Jenny twisted the faucet until the water shut off. Next a male voice was on the other side of the door—I knew who it was because I had already witnessed this scene.

“Jenny? Can I talk to you?”

It wasn’t James, of course, simply the body he had borrowed, but the sound still thrilled me.

“Honey, there’s someone here to see you,” called Cathy.

Jenny opened her mouth to speak, but her chin was quivering.

“I’m serious.” Cathy’s tone was harsh. “This is your mother speaking. You let me in this minute.” She was making the hinges rattle.

“Are you hurt?” His voice again.

Jenny finally answered. “No.” But too soft to be heard.

“Open this door!” Cathy’s tone was high-pitched now, on the brink of panic. “I’m going to call the police.” The door shook so hard, the empty pill bottle on the floor bounced. “I’m calling 911!”

“I’m all right!” Jenny shouted. Then she looked at me, but of course she couldn’t see me. At least I didn’t think she could.

Although I knew it was going to happen, I still jumped when the door burst in, cracking the wood frame, and Billy Blake crashed into the room like a fireman.

Jenny blinked at him. She held her knees up to her chest, hiding her nakedness.

“Are you okay?” he asked. He was breathing hard as if he’d run for miles to get to her. I was not in love with Billy, of course, but that particular shade of brown hair and the shape of those hands made my heart ache.

“I don’t know,” said Jenny.

He tore a bath towel off the rack and bent down on one knee, unfolding it over her shoulders like a cape.

“I’m sorry I said I didn’t remember you,” he told her, “when you came to see me today.”

“I came to see you?”

So, she didn’t remember what her body had done while I was its captain. I was not surprised.

Billy reached to the back pocket of his jeans. “After you left, I found this in my room.”

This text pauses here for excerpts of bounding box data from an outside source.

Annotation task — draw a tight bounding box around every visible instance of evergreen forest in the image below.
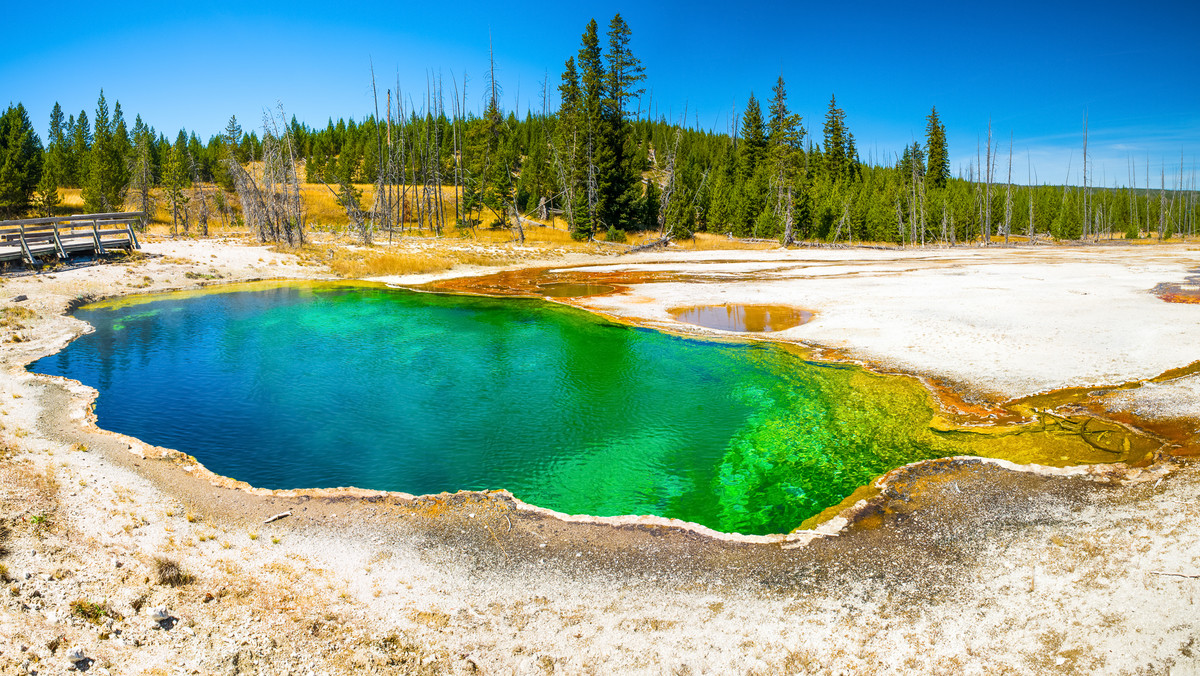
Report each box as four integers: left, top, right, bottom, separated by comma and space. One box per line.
0, 14, 1198, 245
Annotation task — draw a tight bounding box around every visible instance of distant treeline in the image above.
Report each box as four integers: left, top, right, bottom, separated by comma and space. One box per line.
0, 14, 1198, 244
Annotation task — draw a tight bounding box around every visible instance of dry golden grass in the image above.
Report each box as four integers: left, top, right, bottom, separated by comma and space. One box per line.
316, 246, 517, 279
674, 233, 779, 251
59, 187, 83, 209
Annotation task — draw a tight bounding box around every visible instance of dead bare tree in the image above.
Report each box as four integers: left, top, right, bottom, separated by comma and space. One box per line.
226, 104, 305, 247
983, 118, 994, 244
1079, 109, 1088, 239
1004, 132, 1013, 244
187, 150, 209, 237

He held the shiny plastic square in front of Jenny, a photo. “This is us,” he said.

Jenny brought the picture closer to her face, tilting it so that the glare on the glossy finish shifted. I knew that picture, of course. To Jenny the photo would look like a picture of her and Billy, but it was actually James and me while we occupied their bodies—it was the only way for us to be together.

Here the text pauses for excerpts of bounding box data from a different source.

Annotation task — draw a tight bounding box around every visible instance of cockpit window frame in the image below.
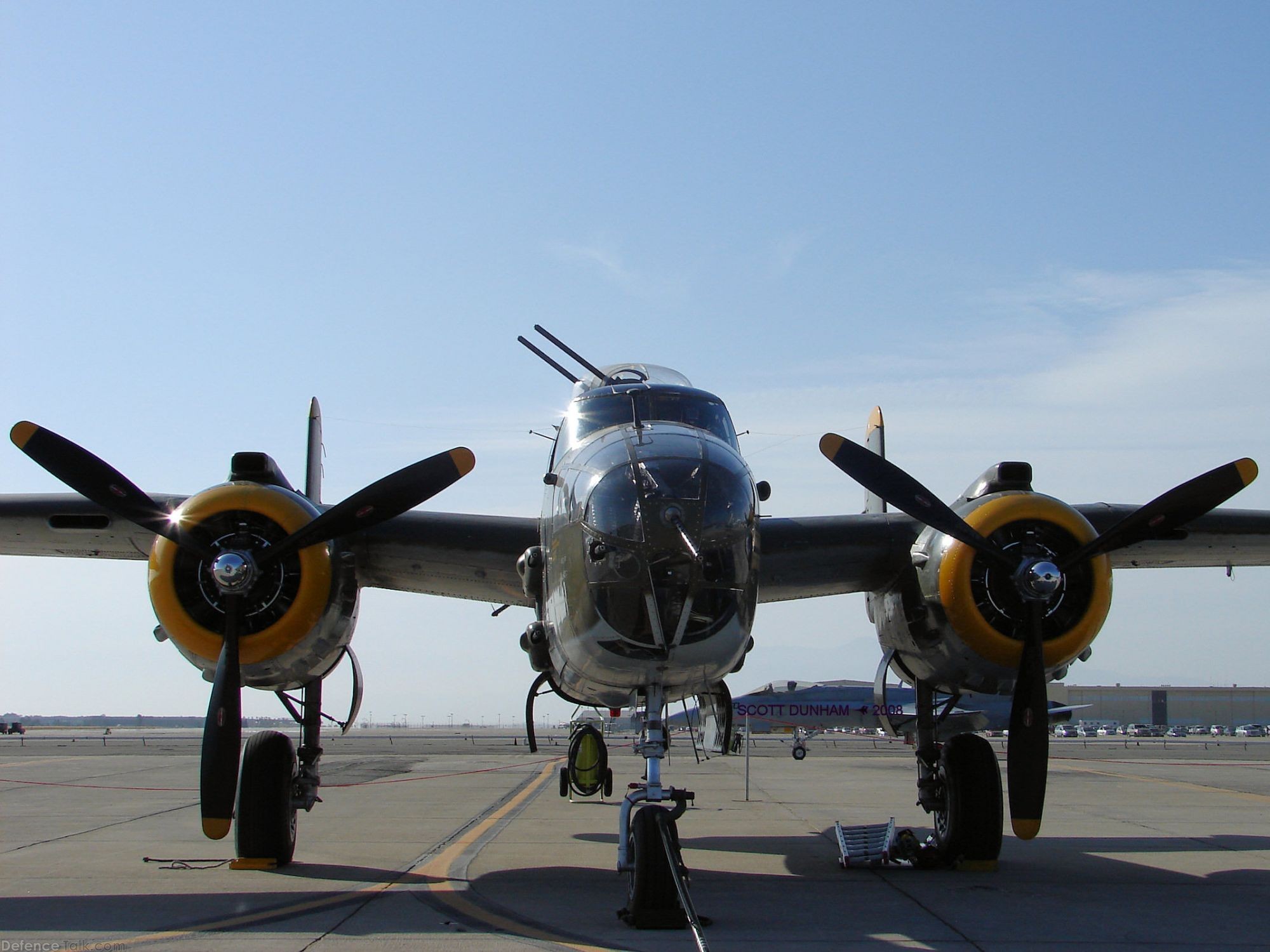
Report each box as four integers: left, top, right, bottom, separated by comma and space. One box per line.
561, 383, 740, 452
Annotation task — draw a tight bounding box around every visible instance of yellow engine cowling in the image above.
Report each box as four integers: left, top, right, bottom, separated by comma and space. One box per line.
150, 482, 357, 689
874, 491, 1111, 692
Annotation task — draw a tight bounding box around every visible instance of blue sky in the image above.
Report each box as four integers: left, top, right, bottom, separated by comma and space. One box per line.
0, 3, 1270, 720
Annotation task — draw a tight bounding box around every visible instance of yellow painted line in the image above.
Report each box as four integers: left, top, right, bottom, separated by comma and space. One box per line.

A drop of water from Jenny’s hand ran down the white border.

“I’m having some trouble remembering things,” Billy told her.

“Me too,” she said.

“You look happy with me,” he said, as if astonished that someone could ever love him.

Jenny looked pleased, but she was still dazed. “Yeah, I do,” she told him. He started to rub the towel on her head, drying her cold hair. “Is your name Billy?” she asked.

“Yeah.”

Here was all I remembered seeing before I left earth.

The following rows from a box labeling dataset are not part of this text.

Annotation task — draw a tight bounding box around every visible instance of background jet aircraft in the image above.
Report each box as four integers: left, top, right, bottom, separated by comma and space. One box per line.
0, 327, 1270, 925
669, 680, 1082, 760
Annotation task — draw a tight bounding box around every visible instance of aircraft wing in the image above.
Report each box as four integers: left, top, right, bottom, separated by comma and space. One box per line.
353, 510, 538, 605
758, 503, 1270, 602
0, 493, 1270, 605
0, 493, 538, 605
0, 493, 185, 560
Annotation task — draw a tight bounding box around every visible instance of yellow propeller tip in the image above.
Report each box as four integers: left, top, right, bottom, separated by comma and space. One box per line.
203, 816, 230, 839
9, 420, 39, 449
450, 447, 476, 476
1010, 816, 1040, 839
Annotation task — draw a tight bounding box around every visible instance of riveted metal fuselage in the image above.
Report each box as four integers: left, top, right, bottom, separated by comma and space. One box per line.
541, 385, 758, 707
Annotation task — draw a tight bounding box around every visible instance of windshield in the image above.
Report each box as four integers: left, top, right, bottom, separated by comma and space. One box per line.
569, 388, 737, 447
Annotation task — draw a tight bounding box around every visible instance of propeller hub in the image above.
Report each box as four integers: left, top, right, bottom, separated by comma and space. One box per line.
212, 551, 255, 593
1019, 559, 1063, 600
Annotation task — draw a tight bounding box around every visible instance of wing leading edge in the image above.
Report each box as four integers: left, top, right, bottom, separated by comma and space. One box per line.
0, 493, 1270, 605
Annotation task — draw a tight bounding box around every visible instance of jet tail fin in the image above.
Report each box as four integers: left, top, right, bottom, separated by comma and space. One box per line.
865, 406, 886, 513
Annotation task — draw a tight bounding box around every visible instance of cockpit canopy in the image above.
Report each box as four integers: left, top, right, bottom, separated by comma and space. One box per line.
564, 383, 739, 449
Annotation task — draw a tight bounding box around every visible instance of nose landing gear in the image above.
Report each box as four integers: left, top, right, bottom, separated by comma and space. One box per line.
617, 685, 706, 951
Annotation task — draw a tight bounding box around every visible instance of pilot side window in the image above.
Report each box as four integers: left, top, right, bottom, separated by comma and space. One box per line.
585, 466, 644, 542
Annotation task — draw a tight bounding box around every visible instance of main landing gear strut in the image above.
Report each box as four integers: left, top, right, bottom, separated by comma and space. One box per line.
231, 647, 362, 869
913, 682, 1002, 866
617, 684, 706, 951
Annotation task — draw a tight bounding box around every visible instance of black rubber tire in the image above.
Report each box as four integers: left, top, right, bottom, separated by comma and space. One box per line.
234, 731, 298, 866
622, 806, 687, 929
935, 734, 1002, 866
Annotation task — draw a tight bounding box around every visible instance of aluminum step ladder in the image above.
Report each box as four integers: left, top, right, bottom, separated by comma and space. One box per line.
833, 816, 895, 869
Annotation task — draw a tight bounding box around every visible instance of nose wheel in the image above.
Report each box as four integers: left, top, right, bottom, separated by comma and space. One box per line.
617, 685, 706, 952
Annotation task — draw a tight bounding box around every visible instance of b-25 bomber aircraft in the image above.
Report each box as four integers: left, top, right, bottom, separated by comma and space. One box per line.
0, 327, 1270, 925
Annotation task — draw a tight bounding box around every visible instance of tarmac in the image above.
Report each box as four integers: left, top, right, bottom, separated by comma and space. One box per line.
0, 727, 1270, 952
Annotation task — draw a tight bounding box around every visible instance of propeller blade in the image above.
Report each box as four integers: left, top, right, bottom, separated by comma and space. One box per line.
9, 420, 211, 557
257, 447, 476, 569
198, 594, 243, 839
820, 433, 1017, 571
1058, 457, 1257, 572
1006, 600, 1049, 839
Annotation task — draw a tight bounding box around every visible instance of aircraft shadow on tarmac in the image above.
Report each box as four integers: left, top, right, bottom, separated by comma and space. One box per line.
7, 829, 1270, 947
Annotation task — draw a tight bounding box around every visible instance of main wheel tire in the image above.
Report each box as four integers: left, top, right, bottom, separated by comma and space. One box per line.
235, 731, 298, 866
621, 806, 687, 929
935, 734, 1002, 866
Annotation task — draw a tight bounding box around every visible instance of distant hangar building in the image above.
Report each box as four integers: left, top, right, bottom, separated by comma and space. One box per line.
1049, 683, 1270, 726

Cathy, the phone to her ear, stopped in the bathroom doorway. “Jennifer!”

It was strange to think that I had left this bathroom and climbed to heaven, into James’s arms. That was happening at the same time that I was standing here and looking down at Jenny. I could not regret now that I had become a ghost, because how else would I have met James? Yet looking back, my inability to cross into heaven for so many years seemed foolish.

Cathy snapped her fingers at Jenny. “Cover yourself!” Then she motioned for Billy to get out. “Do you mind?”

Billy backed into the hall as Cathy closed the door in his face. “Why don’t they answer?” Cathy scowled at the phone, pressed two buttons, listened again. “How many did you take?” she asked.

Jenny searched the room as if she felt watched.

“How many?” Cathy demanded.

“I’m not overdosing,” said Jenny. “I threw them up.”

“Were you trying to kill yourself?”

“No.” Jenny paused. I could tell she didn’t remember one way or the other. “I spilled them and the ones I swallowed I threw up. Don’t call an ambulance.”

Cathy tried to dress her daughter as if the girl were five years old—buttoned her buttons, flicked her collar down straight, pulled her hair out of her sweater for her.

Cathy agreed to drive Jenny to the emergency room instead of calling the paramedics. When they emerged from the bathroom at last, Cathy shooed Billy out of the house, rushing to gather her purse and keys.

She bustled Jenny through the kitchen toward the door that led into the garage, but Jenny was staring at the house—the broken picture frames in the living room and dining room, the mess in the kitchen as if someone had pulled half the contents of the cupboards out and dumped them onto the floor and into the sink.